Mr Kelly said he was struck by the number of women parliamentarians – 35 per cent, according to its press service. “That’s something different from the GAA congress, you’d be lucky to have half a dozen,” he said.
Unfortunately for Ireland’s only new woman MEP, the Labour Party yesterday issued a statement announcing that Nessa Childers had “taken his seat” in the European Parliament.
The MEP for Ireland East said she was busy brushing up on the French she learned as a child from her father who, she said, had worked as a tour guide in Paris (Erskine Childers was also a President of Ireland). She expected an intense focus on the Irish MEPs within the parliament as the second referendum on the Lisbon Treaty approached.
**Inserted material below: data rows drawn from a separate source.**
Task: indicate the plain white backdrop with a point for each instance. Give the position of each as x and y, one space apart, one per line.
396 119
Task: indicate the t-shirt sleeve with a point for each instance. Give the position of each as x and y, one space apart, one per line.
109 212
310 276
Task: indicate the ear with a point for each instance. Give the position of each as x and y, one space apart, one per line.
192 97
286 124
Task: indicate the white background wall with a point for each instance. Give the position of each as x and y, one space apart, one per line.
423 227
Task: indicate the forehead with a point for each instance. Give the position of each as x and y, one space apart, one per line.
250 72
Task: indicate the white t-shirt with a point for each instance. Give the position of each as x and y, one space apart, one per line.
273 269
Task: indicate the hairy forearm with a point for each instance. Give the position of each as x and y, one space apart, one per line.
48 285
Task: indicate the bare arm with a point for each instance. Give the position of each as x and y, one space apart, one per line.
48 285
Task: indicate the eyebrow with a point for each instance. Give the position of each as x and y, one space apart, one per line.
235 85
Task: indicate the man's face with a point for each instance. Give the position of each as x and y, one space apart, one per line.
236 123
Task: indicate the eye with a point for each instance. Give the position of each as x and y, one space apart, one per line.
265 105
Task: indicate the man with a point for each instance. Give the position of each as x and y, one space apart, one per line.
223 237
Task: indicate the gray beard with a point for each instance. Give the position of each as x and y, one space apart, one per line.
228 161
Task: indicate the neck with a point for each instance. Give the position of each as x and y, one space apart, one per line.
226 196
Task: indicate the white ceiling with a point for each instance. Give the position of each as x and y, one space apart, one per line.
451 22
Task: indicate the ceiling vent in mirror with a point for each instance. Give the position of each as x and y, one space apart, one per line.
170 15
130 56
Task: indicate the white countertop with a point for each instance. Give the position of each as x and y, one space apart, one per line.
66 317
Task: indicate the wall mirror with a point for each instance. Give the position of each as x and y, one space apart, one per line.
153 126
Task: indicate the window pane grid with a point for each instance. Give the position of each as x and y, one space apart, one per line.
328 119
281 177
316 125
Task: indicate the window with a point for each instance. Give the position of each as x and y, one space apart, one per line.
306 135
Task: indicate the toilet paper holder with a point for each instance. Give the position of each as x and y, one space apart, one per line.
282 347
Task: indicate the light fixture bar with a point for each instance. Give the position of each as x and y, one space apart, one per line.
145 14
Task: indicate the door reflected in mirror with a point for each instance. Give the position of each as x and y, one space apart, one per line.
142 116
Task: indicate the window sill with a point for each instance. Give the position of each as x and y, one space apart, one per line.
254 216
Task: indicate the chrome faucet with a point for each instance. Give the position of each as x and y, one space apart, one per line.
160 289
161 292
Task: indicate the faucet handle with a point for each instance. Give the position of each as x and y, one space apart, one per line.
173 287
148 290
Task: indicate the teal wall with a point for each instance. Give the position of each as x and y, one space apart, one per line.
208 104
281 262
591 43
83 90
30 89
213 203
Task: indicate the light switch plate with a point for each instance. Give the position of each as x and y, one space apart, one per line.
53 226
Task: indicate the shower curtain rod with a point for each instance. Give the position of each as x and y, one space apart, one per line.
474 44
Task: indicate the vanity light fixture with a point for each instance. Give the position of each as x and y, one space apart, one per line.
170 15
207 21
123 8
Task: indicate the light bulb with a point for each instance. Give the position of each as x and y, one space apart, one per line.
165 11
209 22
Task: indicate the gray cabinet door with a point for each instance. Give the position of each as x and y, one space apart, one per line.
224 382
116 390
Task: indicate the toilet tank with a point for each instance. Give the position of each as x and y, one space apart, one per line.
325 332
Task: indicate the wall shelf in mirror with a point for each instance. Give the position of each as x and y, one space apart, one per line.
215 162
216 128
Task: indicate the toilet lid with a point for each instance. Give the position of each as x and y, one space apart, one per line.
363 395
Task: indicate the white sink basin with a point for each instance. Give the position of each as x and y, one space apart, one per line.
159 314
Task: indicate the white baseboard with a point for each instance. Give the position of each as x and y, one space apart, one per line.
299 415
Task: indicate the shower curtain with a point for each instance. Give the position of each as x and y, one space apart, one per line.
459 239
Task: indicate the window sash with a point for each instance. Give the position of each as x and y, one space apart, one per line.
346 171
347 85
For the former Socialist TD Joe Higgins, the hemicycle seemed to compare unfavourably with his previous place of work, Leinster House. Apparently wistful for a bit of Bertie baiting, he said: “There isn’t a government to hold responsible in the same way, you can’t put pressure on a taoiseach or a minister.”
Arriving at the parliament building in the rain yesterday morning, Labour’s South MEP Alan Kelly had his soundbite at the ready. “I’m looking forward to the term, looking forward to doing my best for the workers, the farmers, the fishermen,” he said.
Things did not continue so smoothly for Mr Kelly, however. The key jammed in the door of his office and he could not lock it.
No one could really call Pat “The Cope” Gallagher a new kid in the block. However, on his return to Strasbourg, he was warning against Yes-side complacency in the second Lisbon Treaty referendum. “If you had a referendum in the morning on going to heaven there’d be 20-25 per cent against.”